Social Security ignorance and inertia
A poll produced by The Washington Post, the Henry J. Kaiser Family Foundation, and Harvard University, shows a worrying level of ignorance among Americans on the issue of Social Security and its solvency. Decades of relative media inattention to Social Security and its key role in society, coupled with a steadily rising drumbeat of conservative commentary, has undoubtedly contributed to the confusion. The poll notes that a majority of Americans "supports the president's proposal to allow Americans to invest part of their Social Security contributions in stocks or bonds, although opinions on this and other aspects of the president's plan frequently are weakly held and easily moved." [My italics.] The article focuses on one 58-year-old man who thinks that private accounts (sorry - personal accounts) are appealing until he learns of the huge price tag involved (a price tag which, btw, will not actually solve the Social Security shortfall). On balance, this lack of conviction is probably good news for those who, like me, wish to preserve Social Security in its present form. The thing is, most Americans (and me too, I must admit) live in perpetual ignorance about the political issues that influence their lives in what is, let's face it, a horribly complex political system from top to bottom. This is allied to the news media's fundamental inability (or unwillingness) to explain that system and how it works. This results in a political system dominated by lobbyists, big money, and "inside baseball" - and the public just tunes out unless the topic is something they think they can grasp easily, like the "values" issues of abortion, gun control, gay marriage, and all that. I know I sound like a modern-day Walter Lippmann elitist when I say this, but I believe this really is the way it is.

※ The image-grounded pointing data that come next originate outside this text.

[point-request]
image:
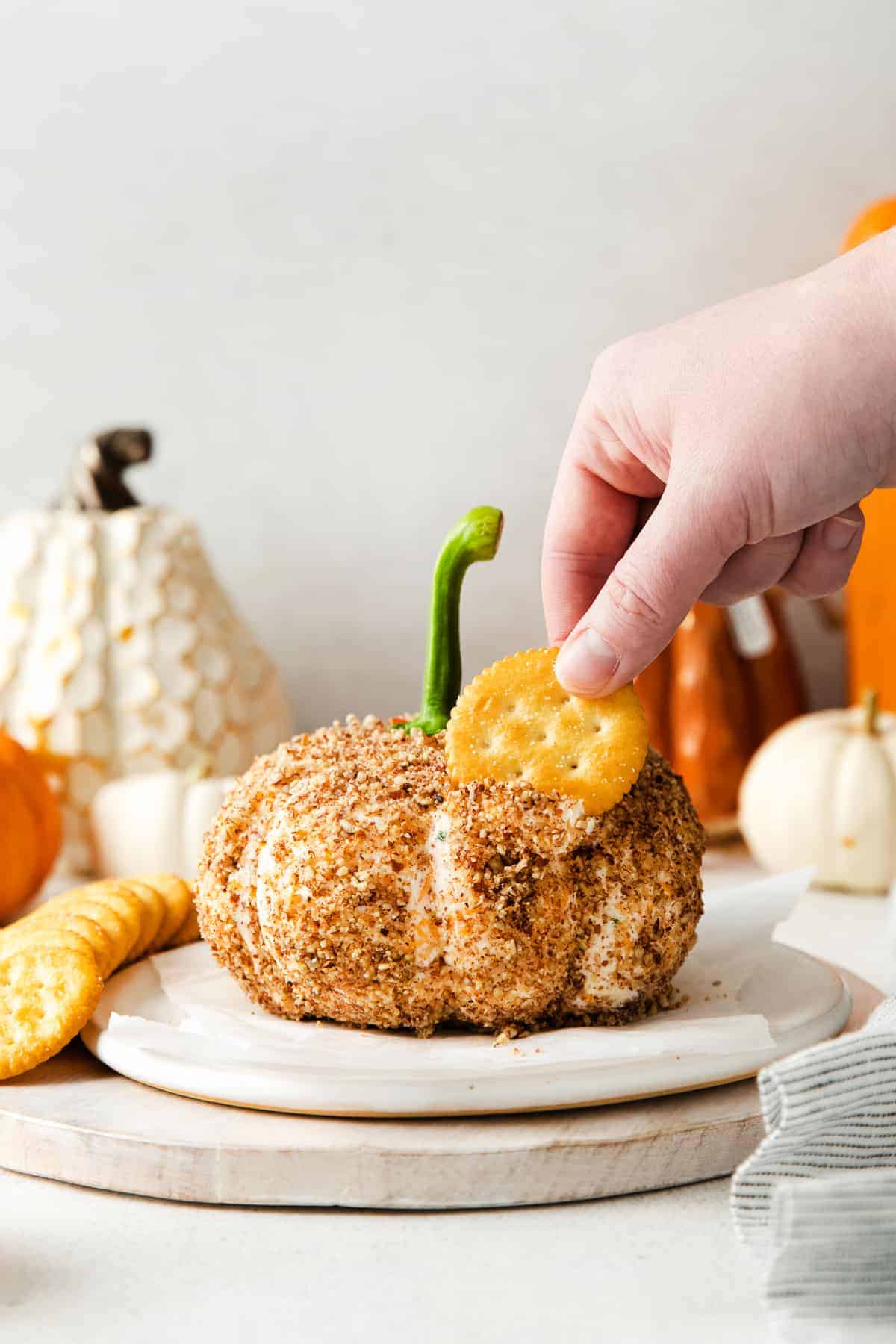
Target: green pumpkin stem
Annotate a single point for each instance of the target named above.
(474, 538)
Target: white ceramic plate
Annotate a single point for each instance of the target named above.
(331, 1070)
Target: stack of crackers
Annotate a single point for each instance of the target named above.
(54, 960)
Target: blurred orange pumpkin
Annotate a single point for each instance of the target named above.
(30, 826)
(875, 220)
(871, 609)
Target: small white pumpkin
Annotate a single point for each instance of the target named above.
(153, 823)
(120, 652)
(821, 792)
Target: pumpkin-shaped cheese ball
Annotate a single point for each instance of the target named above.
(352, 875)
(348, 877)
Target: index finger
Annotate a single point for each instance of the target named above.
(588, 529)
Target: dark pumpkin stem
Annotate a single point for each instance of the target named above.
(474, 538)
(96, 482)
(869, 712)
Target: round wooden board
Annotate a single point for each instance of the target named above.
(77, 1121)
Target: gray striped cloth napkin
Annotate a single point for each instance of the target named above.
(817, 1201)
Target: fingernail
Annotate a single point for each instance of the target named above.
(586, 663)
(840, 532)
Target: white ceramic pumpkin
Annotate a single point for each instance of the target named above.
(120, 652)
(821, 792)
(155, 821)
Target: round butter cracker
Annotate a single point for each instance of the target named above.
(514, 724)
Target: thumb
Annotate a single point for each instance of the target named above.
(665, 569)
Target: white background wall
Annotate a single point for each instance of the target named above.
(352, 264)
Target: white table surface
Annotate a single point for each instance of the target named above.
(84, 1265)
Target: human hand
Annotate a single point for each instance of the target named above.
(742, 438)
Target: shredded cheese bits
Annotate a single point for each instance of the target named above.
(514, 722)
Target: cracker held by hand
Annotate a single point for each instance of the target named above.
(516, 724)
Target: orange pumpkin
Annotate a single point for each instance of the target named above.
(875, 220)
(30, 826)
(871, 608)
(727, 680)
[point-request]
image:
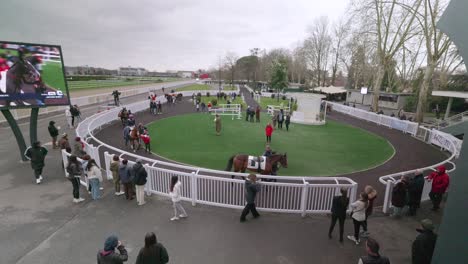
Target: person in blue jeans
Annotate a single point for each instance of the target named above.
(94, 177)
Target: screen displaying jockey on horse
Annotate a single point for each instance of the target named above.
(31, 75)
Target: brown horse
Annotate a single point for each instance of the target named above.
(240, 162)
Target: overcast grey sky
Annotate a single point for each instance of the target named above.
(161, 35)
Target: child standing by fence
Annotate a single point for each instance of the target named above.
(175, 196)
(147, 140)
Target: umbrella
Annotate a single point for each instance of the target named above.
(454, 23)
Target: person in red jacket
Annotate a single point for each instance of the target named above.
(147, 140)
(268, 132)
(440, 181)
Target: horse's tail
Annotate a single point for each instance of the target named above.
(230, 162)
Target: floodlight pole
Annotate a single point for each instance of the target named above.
(33, 125)
(16, 131)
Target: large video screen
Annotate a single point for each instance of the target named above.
(31, 75)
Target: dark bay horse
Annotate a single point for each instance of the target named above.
(24, 83)
(240, 163)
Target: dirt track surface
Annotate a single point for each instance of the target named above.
(410, 153)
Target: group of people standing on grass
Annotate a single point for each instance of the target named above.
(152, 253)
(72, 114)
(406, 192)
(135, 136)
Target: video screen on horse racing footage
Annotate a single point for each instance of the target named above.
(31, 75)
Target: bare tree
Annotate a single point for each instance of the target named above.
(391, 22)
(437, 44)
(317, 47)
(341, 30)
(230, 61)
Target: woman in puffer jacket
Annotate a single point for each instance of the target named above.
(358, 215)
(175, 195)
(94, 178)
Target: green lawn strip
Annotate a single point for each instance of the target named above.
(238, 100)
(52, 75)
(331, 149)
(194, 87)
(265, 101)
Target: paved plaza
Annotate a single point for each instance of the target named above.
(40, 224)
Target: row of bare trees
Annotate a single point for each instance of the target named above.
(381, 44)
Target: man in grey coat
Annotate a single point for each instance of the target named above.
(251, 190)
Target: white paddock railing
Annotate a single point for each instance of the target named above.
(431, 136)
(301, 195)
(272, 109)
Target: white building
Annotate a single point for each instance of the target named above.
(185, 74)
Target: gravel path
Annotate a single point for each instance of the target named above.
(410, 153)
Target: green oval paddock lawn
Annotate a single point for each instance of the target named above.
(331, 149)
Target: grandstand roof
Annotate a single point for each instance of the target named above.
(330, 90)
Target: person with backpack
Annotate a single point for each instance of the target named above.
(36, 154)
(126, 179)
(358, 214)
(75, 113)
(147, 140)
(53, 132)
(252, 187)
(399, 196)
(175, 196)
(139, 178)
(74, 170)
(94, 178)
(153, 252)
(339, 206)
(68, 116)
(373, 256)
(108, 254)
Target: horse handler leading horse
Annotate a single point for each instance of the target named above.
(241, 161)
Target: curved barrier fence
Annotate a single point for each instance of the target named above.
(205, 186)
(301, 195)
(443, 140)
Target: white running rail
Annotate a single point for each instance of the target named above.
(227, 109)
(431, 136)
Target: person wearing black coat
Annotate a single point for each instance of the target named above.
(339, 205)
(153, 252)
(251, 190)
(423, 247)
(36, 154)
(53, 132)
(415, 188)
(139, 178)
(399, 196)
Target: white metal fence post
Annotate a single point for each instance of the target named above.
(194, 187)
(305, 192)
(352, 196)
(149, 179)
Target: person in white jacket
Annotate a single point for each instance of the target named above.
(175, 195)
(94, 178)
(68, 116)
(358, 215)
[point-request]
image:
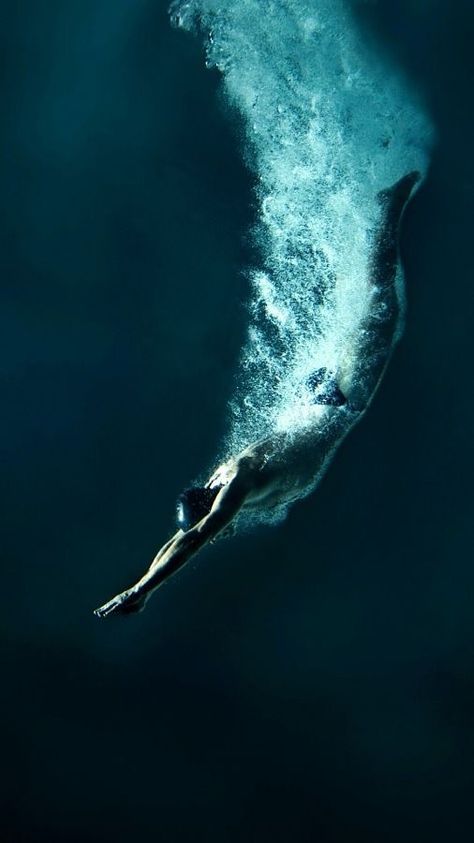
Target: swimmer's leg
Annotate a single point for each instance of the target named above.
(379, 332)
(179, 550)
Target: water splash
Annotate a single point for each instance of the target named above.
(328, 125)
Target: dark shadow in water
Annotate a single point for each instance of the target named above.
(313, 682)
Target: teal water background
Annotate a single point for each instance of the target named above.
(310, 682)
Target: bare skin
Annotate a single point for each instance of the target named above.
(284, 467)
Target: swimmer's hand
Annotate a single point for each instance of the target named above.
(126, 603)
(180, 548)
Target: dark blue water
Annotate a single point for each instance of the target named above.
(311, 682)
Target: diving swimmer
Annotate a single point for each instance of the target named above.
(287, 465)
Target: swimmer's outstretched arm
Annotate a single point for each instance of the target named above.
(179, 550)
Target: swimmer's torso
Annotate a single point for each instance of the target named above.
(286, 466)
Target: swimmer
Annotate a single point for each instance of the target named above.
(286, 466)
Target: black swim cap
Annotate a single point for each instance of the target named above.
(193, 504)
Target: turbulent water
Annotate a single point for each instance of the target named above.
(329, 123)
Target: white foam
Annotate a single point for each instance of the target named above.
(328, 126)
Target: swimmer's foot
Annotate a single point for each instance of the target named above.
(126, 603)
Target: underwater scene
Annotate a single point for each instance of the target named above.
(232, 234)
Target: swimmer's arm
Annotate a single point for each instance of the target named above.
(178, 550)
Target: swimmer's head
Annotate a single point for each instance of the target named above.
(193, 504)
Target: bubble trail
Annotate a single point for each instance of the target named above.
(328, 125)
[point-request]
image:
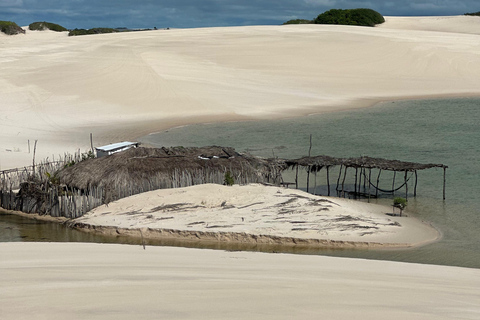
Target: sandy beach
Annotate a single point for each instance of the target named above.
(78, 281)
(58, 89)
(257, 214)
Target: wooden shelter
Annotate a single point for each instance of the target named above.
(316, 163)
(114, 148)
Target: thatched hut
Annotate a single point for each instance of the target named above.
(144, 169)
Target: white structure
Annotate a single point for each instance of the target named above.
(114, 148)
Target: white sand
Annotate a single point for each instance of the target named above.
(59, 89)
(91, 281)
(237, 213)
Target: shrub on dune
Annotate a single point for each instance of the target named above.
(10, 28)
(41, 26)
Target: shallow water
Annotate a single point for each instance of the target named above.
(427, 131)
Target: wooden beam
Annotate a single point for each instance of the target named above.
(416, 181)
(378, 182)
(296, 179)
(339, 176)
(343, 182)
(444, 181)
(328, 180)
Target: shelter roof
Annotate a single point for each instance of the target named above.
(115, 146)
(362, 162)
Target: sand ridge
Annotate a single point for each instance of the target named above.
(256, 214)
(94, 281)
(59, 89)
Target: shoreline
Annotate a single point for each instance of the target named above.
(260, 216)
(360, 104)
(58, 280)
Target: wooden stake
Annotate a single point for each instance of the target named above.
(339, 176)
(343, 182)
(91, 142)
(328, 180)
(369, 182)
(393, 183)
(444, 181)
(378, 182)
(416, 181)
(34, 151)
(308, 177)
(296, 179)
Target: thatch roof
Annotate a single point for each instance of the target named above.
(318, 162)
(166, 168)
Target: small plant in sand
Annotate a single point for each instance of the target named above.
(229, 181)
(400, 203)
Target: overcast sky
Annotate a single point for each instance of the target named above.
(207, 13)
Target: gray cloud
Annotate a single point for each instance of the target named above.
(202, 13)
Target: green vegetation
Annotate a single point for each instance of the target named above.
(41, 26)
(355, 17)
(81, 32)
(298, 21)
(10, 28)
(473, 13)
(229, 181)
(400, 203)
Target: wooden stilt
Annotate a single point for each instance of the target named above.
(343, 182)
(444, 181)
(356, 179)
(296, 179)
(378, 182)
(369, 182)
(339, 176)
(308, 178)
(328, 180)
(416, 181)
(406, 185)
(393, 183)
(364, 180)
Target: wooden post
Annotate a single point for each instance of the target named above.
(393, 183)
(310, 149)
(369, 182)
(378, 182)
(34, 151)
(339, 176)
(328, 180)
(364, 180)
(296, 178)
(356, 179)
(444, 181)
(416, 181)
(406, 185)
(308, 177)
(343, 182)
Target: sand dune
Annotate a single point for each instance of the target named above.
(257, 214)
(57, 89)
(78, 281)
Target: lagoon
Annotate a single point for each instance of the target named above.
(427, 131)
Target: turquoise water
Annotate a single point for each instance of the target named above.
(427, 131)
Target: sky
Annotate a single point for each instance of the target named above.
(208, 13)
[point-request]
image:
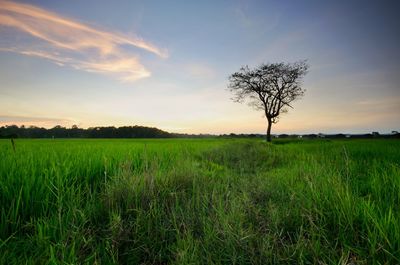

Besides, I don't blame the people; I blame the media! (Can't go too far wrong there.)
So the good news is that if Republicans fail to frame Social Security in the media as a simple, one-dimensional "crisis-that-must-be solved-now" issue, Congressional inertia will take over. Multiple plans will emerge, none of which make any sense to the public (or, for that matter, to most legislators), and before long the whole issue will collapse in on itself and the status quo will be left untouched. In case this game plan sounds familiar to you, this is essentially how Clinton's health care plan fell apart in the early 1990s. That time inertia destroyed a potentially good plan; this time the same forces will hopefully destroy a very bad plan. And then we'll just have to wait a few years for a sensible president to appoint blue ribbon commission - of the Daniel Patrick Moynihan variety - to move in and fix the solvency problem in a sensible way. Fingers crossed.